The combined dataset is later uploaded to Kaggle, which might prove useful to others with similar projects.

Models Used

The model used contains 3 Convolutional layers followed by 4 Dense layers. In the first layer, there are 32 filters of size 3x3 with ReLU activation function with same padding followed by MaxPool layer of 2x2. In the second layer, the number of filters is increased to 64 with everything else is same as layer 1. In the third layer, the number of filters is further increased to 128. These are followed by 4 dense layers, the first three of which have ReLU activation function and the last one having softmax function which actually gives the probability of the image being in different classes of numbers and alphabets.

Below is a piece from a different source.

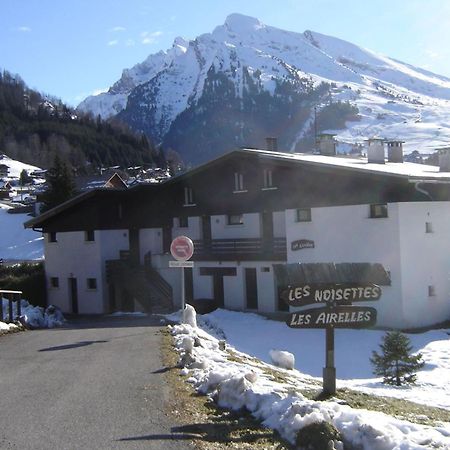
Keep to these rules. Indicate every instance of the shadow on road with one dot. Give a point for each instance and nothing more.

Upon training the model for 8 epochs with a batch size of 128, using the Adam optimizer to optimize the learning rate, we were able to obtain 99.18% accuracy on the training data and a validation accuracy of 98.51% accuracy. The values of the loss function and accuracy vs number of epochs are plotted below:



We obtained an image of handwritten characters from the internet to test how accurately our model can predict on real world data. We used the OpenCV Python library to extract each individual character from the image, by finding the contours and reshaping each character to a 28x28 image. We then ran these examples through the CNN model and wrote the predicted results back on to the source image. The results are shown below:


We can see that the model seems to be predicting most of the characters correctly, but it is still making a significant number of mistakes. Of the 40 characters that the model predicted, only 24 characters were predicted correctly. This could be due to the fact that the model used is too simple, and with a more complex model architecture we can obtain more accurate predictions. Another possible reason is that the training examples need to be more diverse in order to capture many different types of handwriting.


We have discussed what OCR is and what its objectives and applications are. Then, we discussed how CNNs are used in OCR. We discussed Convolution Layers, filters, feature maps and activation functions. We also discussed Pooling Layer, Padding, Fully-Connected Layer, etc. Then we talked about the A-Z alphabets and MNIST datasets that we have used and how we preprocessed the dataset. We also combined these datasets and uploaded the combined dataset to Kaggle so that other people can use it. After that we discussed the model architecture. Our model has 3 Convolutional and MaxPool layers followed by a Flattening layer and 4 Dense layers. We also discussed the accuracy of our model on training and validation sets. Finally, we mentioned some of the drawbacks our model faces when predicting on real world data.